Na hipótese dos parâmetros principais previstos nas cláusulas gerais incluírem a possibilidade de ranking baseado na remuneração direta (quem paga mais, aparece na frente) ou indireta, isto precisa estar bem descrito, inclusive sobre os valores necessários para estar nos primeiros lugares (art. 5º, “3”).

Além destes pontos tidos por nós como mais importantes, o Regulamento ainda traz (i) regras sobre as hipóteses de tratamento diferenciado a ser dado pela própria plataforma (art. 7º), tais como critérios de premiação, pontos de fidelização, cupons de desconto, dentre outros; (ii) cláusulas contratuais específicas (art. 8º); (iii) regras sobre acesso aos dados dos consumidores (art. 9º); (iv) regras sobre restrições à oferta de condições diferentes através de outros meios (art. 10º); (v) regras sobre procedimento interno e gratuito de tratamento de reclamações dos utilizados profissionais (art. 11); (vi) regras sobre mediação, inclusive com a obrigação de prever em contrato ao menos 2 (dois) mediadores com os quais esteja disposto a tratar os problemas havidos com os utilizadores profissionais (art. 12), dentre outras.

Esta regulação é a primeira sobre o tema na Europa e provavelmente no mundo, e dada a complexidade do tema, serão realizadas revisões trienais dos resultados obtidos a fim de se averiguar necessidade de alteração destas regras.
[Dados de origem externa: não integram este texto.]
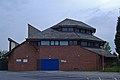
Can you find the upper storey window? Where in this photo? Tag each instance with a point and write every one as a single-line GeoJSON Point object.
{"type": "Point", "coordinates": [63, 43]}
{"type": "Point", "coordinates": [78, 30]}
{"type": "Point", "coordinates": [70, 29]}
{"type": "Point", "coordinates": [67, 29]}
{"type": "Point", "coordinates": [45, 43]}
{"type": "Point", "coordinates": [64, 29]}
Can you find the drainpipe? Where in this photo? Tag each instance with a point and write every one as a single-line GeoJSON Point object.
{"type": "Point", "coordinates": [102, 57]}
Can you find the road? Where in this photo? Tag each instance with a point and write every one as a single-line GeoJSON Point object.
{"type": "Point", "coordinates": [58, 75]}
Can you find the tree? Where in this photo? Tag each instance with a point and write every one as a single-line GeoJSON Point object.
{"type": "Point", "coordinates": [117, 37]}
{"type": "Point", "coordinates": [107, 47]}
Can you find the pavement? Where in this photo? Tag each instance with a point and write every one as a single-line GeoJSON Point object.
{"type": "Point", "coordinates": [58, 75]}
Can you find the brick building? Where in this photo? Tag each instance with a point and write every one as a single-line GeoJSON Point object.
{"type": "Point", "coordinates": [69, 45]}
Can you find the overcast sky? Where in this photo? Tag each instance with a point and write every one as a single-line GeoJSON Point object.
{"type": "Point", "coordinates": [16, 14]}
É importante observar o resultado da legislação europeia, na medida em que esse modelo de contratação eletrônica galgou espaço de fundamental importância na sociedade. A aplicação, no Brasil, de regras gerais de contratos e responsabilidade civil criadas em uma sociedade ainda analógica parecem não ser suficientes diante dos novos e plúrimos modelos de negócio surgidos com a utilização da Internet.